Another trend worth noting is the much larger growth in energy production compared with energy use between 1990 and 2005. This is a consequence of Canada's large fossil fuel resources and an economy geared to take advantage of them, with increasing quantities of energy being delivered to the international market. The resultant sharp growth in energy exports over the period has had a significant impact on the emission trend. (See Section ES.4.1 for more details.)

Changes from the Previous NIR

As a result of changes and improvements to the inventory, Canada's 1990-2004 GHG estimates have been revised since last year's report. A new study on emissions from the non-conventional oil extraction industry and updates to the transportation emission model have both affected the Energy Sector's GHG estimates. In addition, Statistics Canada's underlying energy data for 2004 were updated, primarily affecting the estimates for electricity emissions. New survey data on the amount of waste landfilled and updated parameters have been incorporated into the estimation model for emissions from landfills, leading to revised GHG estimates for the Waste Sector. Finally, refinements have been incorporated into the agricultural emission estimates. Taken together, these changes are the primary contributors to the revised national GHG estimates.
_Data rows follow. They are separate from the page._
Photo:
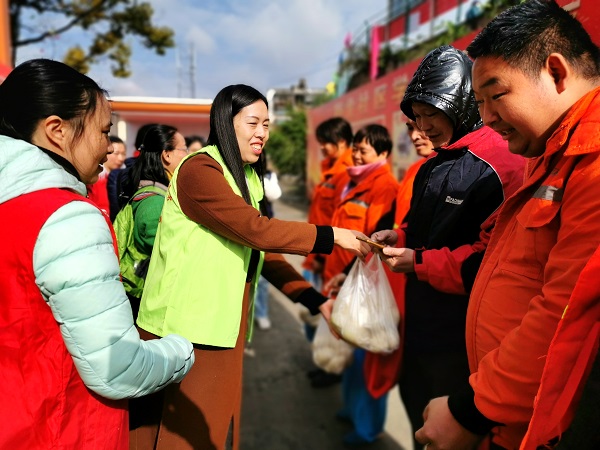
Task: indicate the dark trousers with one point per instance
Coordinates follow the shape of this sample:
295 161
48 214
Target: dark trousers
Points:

As a result, total GHG emissions (without LULUCF) previously reported for 1990 have been revised downward from 599 to 596 Mt, whereas those for 2004 have been revised downward from 758 Mt to 747 Mt. The overall impact of these changes is that emission growth over the period 1990-2004, previously reported to be 26.6%, is now estimated to be 25.4%.

ES.3 Emission and Removal Estimates and Trends

ES.3.1 2005 Emissions and Removals

Table S-2 details Canada's emissions and removals for 2005. On an individual GHG basis, CO₂ contributed 78% of the total emissions, while CH₄ accounted for 15%. N₂O accounted for 6% of the emissions, while PFCs, SF₆, and HFCs constituted the remainder.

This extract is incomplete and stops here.